The price spike recorded Thursday on some exchanges reflects traders’ confidence that Wall Street may pour their funds into the cryptocurrency when bitcoin futures enter the scene, market analysts think.
The total value of bitcoins worldwide is estimated at $300 billion. By contrast, Goldman Sachs investment portfolio is valued at $90 billion.
Experts think that the surge in price was triggered by multiple factors. But the riskiest factor is the irrationality of people betting on something such speculative as the bitcoin. Bitcoin is being purchased worldwide by people who hope that other people will need the cryptocurrency even more in the future.
However, the astronomical gains can only herald a looming crash, experts believe. The currency’s average price is currently estimated at $14,953.
Banking Giants’ Entering the Market Likely Behind Bitcoin Price Surge
One more factor would be who is driving the surge in price. If the answer is the black market, things could get even more complicated. But most experts believe that the influence of such toxic entities is greatly limited.
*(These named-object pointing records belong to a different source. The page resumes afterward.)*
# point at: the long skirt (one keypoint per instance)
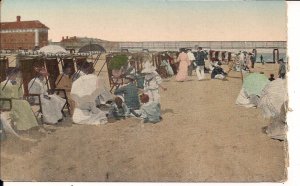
(182, 71)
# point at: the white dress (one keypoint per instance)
(88, 113)
(51, 108)
(151, 86)
(85, 111)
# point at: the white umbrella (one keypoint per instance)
(86, 89)
(273, 97)
(53, 49)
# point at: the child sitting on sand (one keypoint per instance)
(271, 77)
(150, 111)
(118, 109)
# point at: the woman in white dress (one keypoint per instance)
(84, 92)
(52, 105)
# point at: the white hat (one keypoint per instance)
(148, 68)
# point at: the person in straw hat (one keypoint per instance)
(51, 104)
(130, 93)
(118, 109)
(183, 66)
(150, 111)
(21, 115)
(152, 82)
(64, 81)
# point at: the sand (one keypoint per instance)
(203, 137)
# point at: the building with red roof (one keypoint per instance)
(23, 35)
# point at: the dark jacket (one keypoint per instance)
(200, 57)
(217, 70)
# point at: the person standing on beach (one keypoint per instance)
(183, 66)
(262, 59)
(200, 57)
(192, 59)
(282, 69)
(252, 59)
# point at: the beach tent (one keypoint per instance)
(273, 103)
(252, 88)
(254, 83)
(272, 97)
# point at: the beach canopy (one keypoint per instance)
(273, 96)
(91, 48)
(52, 50)
(254, 83)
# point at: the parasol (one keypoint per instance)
(254, 83)
(273, 97)
(86, 89)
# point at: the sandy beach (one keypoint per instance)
(203, 137)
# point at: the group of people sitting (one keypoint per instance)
(190, 61)
(97, 108)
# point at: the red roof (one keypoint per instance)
(22, 25)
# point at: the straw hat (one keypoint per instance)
(130, 76)
(148, 68)
(121, 97)
(11, 71)
(42, 71)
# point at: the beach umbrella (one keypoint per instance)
(273, 96)
(254, 83)
(52, 50)
(86, 88)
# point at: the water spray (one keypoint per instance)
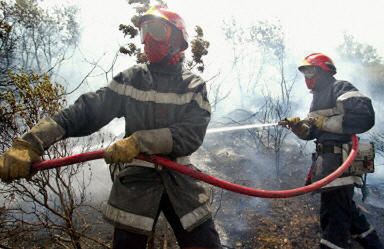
(240, 127)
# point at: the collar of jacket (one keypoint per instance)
(165, 68)
(324, 81)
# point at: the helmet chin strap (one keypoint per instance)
(171, 52)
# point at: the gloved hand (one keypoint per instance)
(16, 162)
(301, 128)
(122, 151)
(318, 121)
(289, 122)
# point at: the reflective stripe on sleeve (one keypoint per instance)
(158, 97)
(350, 94)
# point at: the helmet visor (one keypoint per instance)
(308, 71)
(157, 29)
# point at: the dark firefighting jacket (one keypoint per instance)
(349, 112)
(166, 108)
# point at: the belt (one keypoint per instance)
(323, 148)
(136, 162)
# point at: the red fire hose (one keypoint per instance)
(55, 163)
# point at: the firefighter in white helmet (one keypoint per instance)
(337, 111)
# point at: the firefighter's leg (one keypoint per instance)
(123, 239)
(336, 218)
(362, 231)
(203, 236)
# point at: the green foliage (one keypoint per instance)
(28, 98)
(367, 62)
(33, 38)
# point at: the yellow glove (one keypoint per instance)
(16, 162)
(123, 151)
(318, 121)
(289, 122)
(301, 129)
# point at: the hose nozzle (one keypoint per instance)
(288, 122)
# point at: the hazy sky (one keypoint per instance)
(309, 25)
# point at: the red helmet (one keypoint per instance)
(169, 17)
(319, 60)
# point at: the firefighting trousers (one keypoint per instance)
(341, 220)
(202, 236)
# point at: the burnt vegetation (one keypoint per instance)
(55, 208)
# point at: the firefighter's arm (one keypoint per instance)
(16, 162)
(353, 113)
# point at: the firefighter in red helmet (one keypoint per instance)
(337, 111)
(167, 112)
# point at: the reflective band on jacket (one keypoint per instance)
(342, 181)
(329, 244)
(127, 219)
(365, 234)
(158, 97)
(350, 94)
Instead, the recent price spikes are caused by the enthusiasm over the entrance of hedge funds managers and top investors into the trading game. Large investors will be able to place a bet on bitcoin on the Chicago Board Options Exchange starting Sunday.
The Chicago Mercantile Exchange will also introduce the digital coin next week. The two exchanges are focused on future contracts for bitcoin, which will make the currency even more speculative.
Most banking giants have access to these exchanges so, theoretically, they could start trading bitcoins immediately. It remains unclear how popular the digital token will be among institutional investors.